外交官さながら世界を舞台に働く腕時計5選 【職業別最強腕時計のすすめ④】

多種多様な腕時計の中から、職種ごとに親和性のあるモデルをチョイス。つまりは、そのキャラクターを語るうえでの代名詞となるような特徴を備えた腕時計にフォーカスを当てていく。第4回は、世界中を奔走してミッションに取り組む外交官の場合。


時差に左右されず、即座に時を捉える腕時計

第二時間帯を表示するGMT機能、そして揺るぎないタフネス。時差に左右されず、即座に正確な時を捉える時計こそが、世界を舞台に戦う男の頼れる相棒となる。もちろん、相手に嫌味な印象を与えない”ビジネス然”としたルックスも武器になるだろう。

BALL
エンジニアハイドロカーボン エアロ GMT

自動巻き、SSケース、径42mm。¥340,000(ボール ウォッチ・ジャパン TEL 03-3221-7807)

通常の時分針と任意に設定可能なGMT副時針を、文字盤内週および回転ベセルの24時間マーカーと組み合わせることで、同時に3か国の時刻を表示。ベゼルとGMT副時針には独自の夜光システム「マイクロ・ガスライト」を採用し、シンプルな構造ながら視認性を高めた。7500Gsの耐衝撃性、4800A/mの耐磁性能といったタフネスも、ハードワーカーの腕元にふさわしい。「シビアな環境でこそ機能する時計」をテーマとするブランドらしさが凝縮した1本だ。


BREITLING
アベンジャー Ⅱ GMT マザー オブ パール

自動巻き、SSケース、径43mm。¥470,000(ブライトリング・ジャパン TEL 03-3436-0011)
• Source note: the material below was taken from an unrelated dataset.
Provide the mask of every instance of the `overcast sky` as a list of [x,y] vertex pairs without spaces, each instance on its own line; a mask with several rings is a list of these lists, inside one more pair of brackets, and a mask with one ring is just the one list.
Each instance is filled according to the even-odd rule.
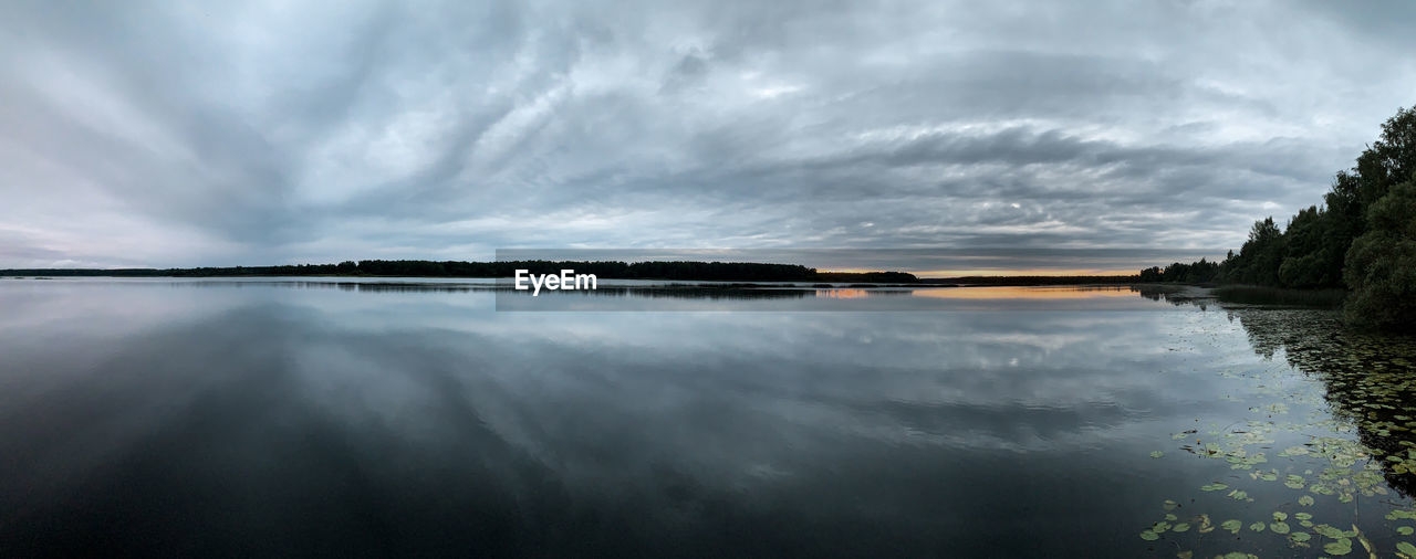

アベンジャーシリーズは、「プロのための計器」を謳うブランドによるパワフルなハイスペック・パイロットウォッチ。今作は3ヵ国同時の時刻表示が可能なGMT機能をプラスしたモデルだ。しかも、武骨なライダータブ、極厚のドーム型サファイヤクリスタルガラスなど、”らしい”ビジュアルはそのままに、ダイアルにマザー オブ パールを用いて品格を上げた日本限定のスペシャルエディション。世界と戦うジャパンスピリッツを見せつける。


OCEANUS
OCW-G2000RA-1A JF

GPSハイブリッド電波ソーラー、チタンケース、縦51.1mm×横46.1mm。¥215,000(カシオ計算機 お客様相談室 TEL 03-5334-4869)

オシアナスは、カシオが世界に誇る高機能メタルウォッチシリーズだ。こちらはGPS衛生電波と標準電波受信機能、さらにはブルートゥース通信機能で世界中のあらゆる都市での即時時刻修正を実現し、3つのインダイヤル部分のみでソーラー充電が可能。そのうえで、世界2都市の時刻の同時表示が可能。ブラック蒸着を施した奥ゆかしいブルーの表現方法も特筆で、正しく、そして美しいビジネスウォッチを体現している。


PAUL PICOT
メガローター GMT

自動巻き、SSケース、径42mm。¥612,000(一新時計 TEL 03-6854-5802)

「クオーツショック」最中の1976年に、古き良き時計の技術を世に知らしめるべく誕生したポール ピコ。なかでもアイコニックなのが、ビッグサイズのローターにより巻き上げ効率を高めたムーブメント「メガローター」だ。そんな代表的ムーブメントを積んだGMTモデルが今作。端正な佇まいのラウンドケースのなかで、ハーフマット仕上げの東半球が毅然と主張。GMT針が指し示すダイヤル外周の都市名は、視覚的なアクセントにも。


TRUME
Sコレクション エアラインパイロット TR-MB5007 (紺碧)

創業から時計を製造してきたエプソンが展開するトゥルームから今年新たに放たれた”空”の時計がこちら。突き抜ける青空をイメージした「紺碧」と呼ばれるブルーを纏う、GPSセンサーおよび気圧・高度センサー搭載モデルだ。時刻表示はGPSで制御され、ベゼル側面に配された世界の主要25空港のコードとともに現地時刻を即座に確認できる。総じてパイロットの高い信頼性を表現するが、それらは外交官に求められる要素ともいえよう。